Agents Overview

Build autonomous AI agents that can reason, use tools, and collaborate.

What are Riven Agents?

Riven Agents are autonomous AI entities that can execute complex tasks using skills, tools, and persistent memory. Unlike simple chatbots, agents can reason about multi-step workflows, interact with external systems, and collaborate with other agents to accomplish goals.

Each agent operates within a secure sandbox and has access to a configurable set of capabilities. Agents can be deployed to your cluster and managed through the Riven platform.
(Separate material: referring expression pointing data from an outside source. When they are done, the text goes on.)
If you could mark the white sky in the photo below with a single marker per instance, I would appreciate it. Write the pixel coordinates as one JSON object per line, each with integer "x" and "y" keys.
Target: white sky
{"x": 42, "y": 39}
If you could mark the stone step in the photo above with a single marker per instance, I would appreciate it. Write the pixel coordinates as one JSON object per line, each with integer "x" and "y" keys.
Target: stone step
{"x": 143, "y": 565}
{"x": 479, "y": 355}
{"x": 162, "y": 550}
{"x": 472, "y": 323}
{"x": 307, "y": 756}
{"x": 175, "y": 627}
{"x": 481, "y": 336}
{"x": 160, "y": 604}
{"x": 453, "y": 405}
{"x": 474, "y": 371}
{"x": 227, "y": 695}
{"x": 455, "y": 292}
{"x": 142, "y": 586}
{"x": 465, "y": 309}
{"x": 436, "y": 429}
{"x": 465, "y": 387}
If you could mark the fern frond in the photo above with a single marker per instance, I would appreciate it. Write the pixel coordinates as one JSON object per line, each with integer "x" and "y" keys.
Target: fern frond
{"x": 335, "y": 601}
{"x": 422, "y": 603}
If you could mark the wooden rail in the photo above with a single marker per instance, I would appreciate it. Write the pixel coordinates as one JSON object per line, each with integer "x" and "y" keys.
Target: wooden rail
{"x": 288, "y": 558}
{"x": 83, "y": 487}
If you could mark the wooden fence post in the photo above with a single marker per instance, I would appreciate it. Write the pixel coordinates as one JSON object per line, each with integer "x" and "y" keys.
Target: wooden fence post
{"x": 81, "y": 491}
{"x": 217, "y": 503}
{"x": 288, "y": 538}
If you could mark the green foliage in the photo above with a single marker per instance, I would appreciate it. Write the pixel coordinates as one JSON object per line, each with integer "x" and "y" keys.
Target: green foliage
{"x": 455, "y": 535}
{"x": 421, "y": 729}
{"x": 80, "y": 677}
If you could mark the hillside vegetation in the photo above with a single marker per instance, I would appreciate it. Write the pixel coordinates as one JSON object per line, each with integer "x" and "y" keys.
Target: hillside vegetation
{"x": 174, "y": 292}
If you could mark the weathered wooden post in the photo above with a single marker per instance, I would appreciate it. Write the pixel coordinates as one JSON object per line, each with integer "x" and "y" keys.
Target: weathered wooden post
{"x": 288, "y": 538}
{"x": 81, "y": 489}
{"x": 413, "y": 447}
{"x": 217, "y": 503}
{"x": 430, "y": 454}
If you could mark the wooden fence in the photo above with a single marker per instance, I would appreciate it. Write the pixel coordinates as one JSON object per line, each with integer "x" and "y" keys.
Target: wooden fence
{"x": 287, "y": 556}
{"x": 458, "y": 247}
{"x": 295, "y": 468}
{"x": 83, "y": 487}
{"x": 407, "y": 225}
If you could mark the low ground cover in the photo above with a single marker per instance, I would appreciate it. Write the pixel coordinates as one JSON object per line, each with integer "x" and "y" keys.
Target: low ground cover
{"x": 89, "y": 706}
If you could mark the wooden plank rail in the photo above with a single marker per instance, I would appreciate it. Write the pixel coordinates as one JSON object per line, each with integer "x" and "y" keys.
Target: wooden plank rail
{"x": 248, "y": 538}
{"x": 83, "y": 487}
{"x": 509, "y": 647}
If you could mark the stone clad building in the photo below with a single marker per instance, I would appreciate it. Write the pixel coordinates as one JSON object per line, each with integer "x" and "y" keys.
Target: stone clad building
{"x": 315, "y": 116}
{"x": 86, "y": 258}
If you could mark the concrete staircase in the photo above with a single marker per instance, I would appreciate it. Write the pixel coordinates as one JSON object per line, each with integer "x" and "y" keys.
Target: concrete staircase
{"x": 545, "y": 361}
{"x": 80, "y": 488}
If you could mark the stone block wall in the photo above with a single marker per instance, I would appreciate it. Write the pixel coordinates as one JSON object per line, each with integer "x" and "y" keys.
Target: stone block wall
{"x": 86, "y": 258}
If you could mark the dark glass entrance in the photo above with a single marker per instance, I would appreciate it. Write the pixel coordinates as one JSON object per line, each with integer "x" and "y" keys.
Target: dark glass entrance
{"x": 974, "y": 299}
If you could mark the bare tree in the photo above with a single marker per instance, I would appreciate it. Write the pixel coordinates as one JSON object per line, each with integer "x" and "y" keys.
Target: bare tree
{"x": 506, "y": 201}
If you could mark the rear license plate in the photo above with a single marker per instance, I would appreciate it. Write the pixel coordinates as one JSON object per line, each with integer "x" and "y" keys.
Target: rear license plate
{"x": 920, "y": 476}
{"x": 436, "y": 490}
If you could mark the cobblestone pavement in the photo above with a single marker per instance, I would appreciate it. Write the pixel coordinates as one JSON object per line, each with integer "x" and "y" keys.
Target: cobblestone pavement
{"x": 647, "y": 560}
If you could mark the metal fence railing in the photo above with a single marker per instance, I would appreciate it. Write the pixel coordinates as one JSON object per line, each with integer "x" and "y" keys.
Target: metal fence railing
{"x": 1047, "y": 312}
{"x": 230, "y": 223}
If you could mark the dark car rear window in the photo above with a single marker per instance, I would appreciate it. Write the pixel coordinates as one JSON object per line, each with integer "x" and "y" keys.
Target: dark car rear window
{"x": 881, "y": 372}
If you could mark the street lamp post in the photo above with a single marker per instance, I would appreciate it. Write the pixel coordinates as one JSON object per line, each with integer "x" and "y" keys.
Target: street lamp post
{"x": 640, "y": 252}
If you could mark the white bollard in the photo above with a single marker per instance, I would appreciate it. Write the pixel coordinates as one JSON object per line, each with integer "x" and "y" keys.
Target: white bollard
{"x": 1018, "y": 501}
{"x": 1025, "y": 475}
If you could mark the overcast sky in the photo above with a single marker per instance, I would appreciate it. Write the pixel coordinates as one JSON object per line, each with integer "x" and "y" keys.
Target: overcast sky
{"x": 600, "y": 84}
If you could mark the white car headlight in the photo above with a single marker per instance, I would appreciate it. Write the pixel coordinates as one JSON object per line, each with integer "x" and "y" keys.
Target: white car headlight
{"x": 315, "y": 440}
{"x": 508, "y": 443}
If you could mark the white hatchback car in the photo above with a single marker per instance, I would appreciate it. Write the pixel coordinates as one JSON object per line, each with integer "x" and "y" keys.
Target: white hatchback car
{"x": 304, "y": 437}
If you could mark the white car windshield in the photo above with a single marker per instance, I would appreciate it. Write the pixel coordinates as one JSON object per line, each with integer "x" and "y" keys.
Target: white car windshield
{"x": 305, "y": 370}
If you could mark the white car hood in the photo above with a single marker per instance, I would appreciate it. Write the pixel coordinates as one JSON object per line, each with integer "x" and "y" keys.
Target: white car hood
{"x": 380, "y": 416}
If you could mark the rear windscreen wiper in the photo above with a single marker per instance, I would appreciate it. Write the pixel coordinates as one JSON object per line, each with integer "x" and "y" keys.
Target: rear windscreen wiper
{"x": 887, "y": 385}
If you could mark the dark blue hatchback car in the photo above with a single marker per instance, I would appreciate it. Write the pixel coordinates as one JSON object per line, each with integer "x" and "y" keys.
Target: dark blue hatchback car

Agents build on top of the Skills and Tool Use systems. We recommend reading those sections after this overview.

Agent Architecture

The Agent Manager is the central orchestrator responsible for creating, scheduling, and monitoring agents across your infrastructure. Each agent is composed of three core subsystems:

  • Memory — Tiered storage (short-term, long-term, shared) that gives agents persistent context across sessions.
  • Skills — Composable capabilities that define what an agent can do, from code review to deployment orchestration.
  • Tool Access — Connections to external systems via MCP (Model Context Protocol), enabling agents to read files, run commands, query databases, and more.
agent-architecture.yaml
yaml
agent:
  name: release-bot
  model: claude-opus-4-6
  memory:
    short_term: conversation
    long_term: pgvector
    shared: team-knowledge-base
  skills:
    - code-review
    - deploy
    - monitor
  tools:
    - mcp://filesystem
    - mcp://git
    - mcp://kubernetes

Creating an Agent from Scratch

Here is a complete walkthrough for creating and deploying your first agent:

1. Define the agent configuration

agents/pr-reviewer/agent.yaml
yaml
agent:
  name: pr-reviewer
  description: "Reviews pull requests for bugs, security issues, and style violations"
  model: claude-opus-4-6
 
  memory:
    short_term:
      backend: conversation
      max_tokens: 32000
    long_term:
      backend: pgvector
      connection: postgresql://agent:secret@db:5432/memory
      embedding_model: text-embedding-3-small
 
  skills:
    - code-review
    - test-runner
 
  tools:
    mcp_servers:
      - name: git
        transport: stdio
      - name: filesystem
        transport: stdio
 
  triggers:
    - type: github_webhook
      event: pull_request.opened
    - type: github_webhook
      event: pull_request.synchronize
 
  permissions:
    github:
      - read:pulls
      - write:reviews
      - read:contents

2. Register and deploy the agent

Terminal
bash
# Register the agent in the platform
riven agents create --config agents/pr-reviewer/agent.yaml
 
# Deploy the agent to the cluster
riven agents deploy pr-reviewer
 
# Verify the agent is running
riven agents status pr-reviewer

3. Test the agent

Terminal
bash
# Send a test task to the agent
riven agents run pr-reviewer \
  --input '{"repo": "riven-private/dev-center", "pr_number": 42}'
 
# View the agent's output
riven agents logs pr-reviewer --follow

Agent Lifecycle

Every agent follows a four-stage lifecycle managed by the Agent Manager:

  1. Create — Define the agent's identity, model, and initial configuration. The agent is registered in the platform but not yet active.
  2. Configure — Attach skills, memory backends, and tool connections. Set resource limits and permissions.
  3. Deploy — The agent is deployed to your Kubernetes cluster as a managed workload. It begins accepting tasks.
  4. Monitor — Track agent activity, token usage, task completion rates, and error logs through the observability stack.

Multi-Agent Collaboration

Riven supports multi-agent patterns where agents coordinate to accomplish complex workflows. Agents communicate through shared memory and a message bus, enabling patterns such as:

  • Supervisor-Worker — A supervisor agent delegates subtasks to specialized worker agents and aggregates results.
  • Pipeline — Agents are chained in sequence, each processing the output of the previous agent.
  • Peer Review — Multiple agents independently analyze the same input and a consensus mechanism resolves disagreements.

Use Cases

Riven Agents are designed for production engineering workflows. Common use cases include:

  • CI/CD Automation — Agents that monitor pull requests, run builds, execute tests, and manage deployments with human-in-the-loop approval gates.
  • Code Review — Agents that analyze diffs, check for security vulnerabilities, enforce coding standards, and leave detailed review comments.
  • Monitoring & Alerting — Agents that watch metrics and logs, diagnose issues, and either resolve problems autonomously or escalate to on-call engineers with context-rich summaries.